Parmi eux figure le député d'extrême droite Jair Bolsonaro (PSL), deuxième dans les enquêtes d'opinion mais loin derrière Lula, l'ex-gouverneur de Sao Paulo Geraldo Alckmin (PSDB, centre droit) et l'écologiste Marina Silva.
Course contre la montre
Des colonnes de plusieurs milliers de militants de gauche ayant marché sur Brasilia depuis samedi dernier se sont retrouvées devant le TSE, scandant «Urgent ! Brésil, Lula président !», portant des tee-shirts arborant le portrait de Lula, ou se couvrant le visage d'un masque de leur leader.
Si le TSE rejette la candidature de Lula, le PT devra mener une course contre la montre pour faire campagne pour son probable joker, l'ex-maire de Sao Paulo Fernando Haddad, au scrutin présidentiel des 7 et 28 octobre.

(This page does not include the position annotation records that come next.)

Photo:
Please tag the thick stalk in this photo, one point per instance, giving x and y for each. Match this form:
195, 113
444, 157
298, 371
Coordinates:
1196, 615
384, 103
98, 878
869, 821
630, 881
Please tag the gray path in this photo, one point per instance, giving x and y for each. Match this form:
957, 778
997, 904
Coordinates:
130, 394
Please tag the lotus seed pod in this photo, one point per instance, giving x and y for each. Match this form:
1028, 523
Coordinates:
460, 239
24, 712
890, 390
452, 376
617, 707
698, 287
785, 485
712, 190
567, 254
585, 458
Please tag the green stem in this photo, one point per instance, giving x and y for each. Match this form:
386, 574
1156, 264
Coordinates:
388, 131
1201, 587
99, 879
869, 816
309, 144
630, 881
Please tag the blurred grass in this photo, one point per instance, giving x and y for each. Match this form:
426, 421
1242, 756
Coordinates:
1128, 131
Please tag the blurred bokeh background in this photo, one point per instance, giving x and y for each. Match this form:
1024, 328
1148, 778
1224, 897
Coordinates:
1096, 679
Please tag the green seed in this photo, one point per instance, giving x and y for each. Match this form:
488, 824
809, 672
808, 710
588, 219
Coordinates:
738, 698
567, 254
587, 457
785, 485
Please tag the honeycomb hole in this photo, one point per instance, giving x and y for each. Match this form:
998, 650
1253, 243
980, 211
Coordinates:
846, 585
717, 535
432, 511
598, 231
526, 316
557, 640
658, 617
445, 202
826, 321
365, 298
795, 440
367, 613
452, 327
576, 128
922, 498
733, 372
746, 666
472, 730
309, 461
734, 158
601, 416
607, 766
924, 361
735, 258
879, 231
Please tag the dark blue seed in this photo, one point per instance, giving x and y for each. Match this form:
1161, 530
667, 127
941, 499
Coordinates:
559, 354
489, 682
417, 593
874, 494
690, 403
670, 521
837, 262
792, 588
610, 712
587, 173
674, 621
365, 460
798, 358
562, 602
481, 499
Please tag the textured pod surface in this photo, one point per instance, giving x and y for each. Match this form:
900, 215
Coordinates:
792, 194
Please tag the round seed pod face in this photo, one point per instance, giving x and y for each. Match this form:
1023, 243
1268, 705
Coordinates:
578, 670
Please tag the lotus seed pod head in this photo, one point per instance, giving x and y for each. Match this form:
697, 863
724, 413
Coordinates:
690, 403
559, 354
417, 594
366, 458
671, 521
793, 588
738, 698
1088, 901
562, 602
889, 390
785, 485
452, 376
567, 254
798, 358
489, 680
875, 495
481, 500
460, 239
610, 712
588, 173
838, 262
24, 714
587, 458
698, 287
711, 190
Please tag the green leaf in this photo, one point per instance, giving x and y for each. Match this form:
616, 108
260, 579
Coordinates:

Un pari très risqué, estiment de nombreux analystes.
Ce n'est rien de moins que «l'avenir du PT comme principale force de centre gauche qui se joue avec une telle stratégie», a déclaré à l'AFP le politologue Thiago Vidal, des consultants Prospectiva.
«Ce serait difficile pour Haddad de remporter cette élection» alors que Lula reste le seul grand leader de la gauche brésilienne, sans successeur désigné et que le report des voix sera loin d'être automatique.
Le PT a déjà été laminé par la destitution en 2016 de Dilma Rousseff qui avait succédé à Lula à la présidence, et par des municipales catastrophiques dans la foulée.
Lula a été condamné pour avoir reçu un triplex d'un groupe de BTP en échange de sa médiation dans des contrats avec le groupe public Petrobras. Il fait face par ailleurs à cinq autres procédures légales, essentiellement pour corruption, pour lesquelles il clame également son innocence.
Comme tous les partisans de Lula, Adrovando Brandao, un petit entrepreneur qui a fait plus de 2.000 km en autocar pour arriver depuis son nord-est jusqu'à Brasila, estime que l'icône de la gauche est victime d'une machination politique.
«Aujourd'hui notre pouvoir judiciaire est sujet à divers intérêts» externes à la justice, assure-t-il.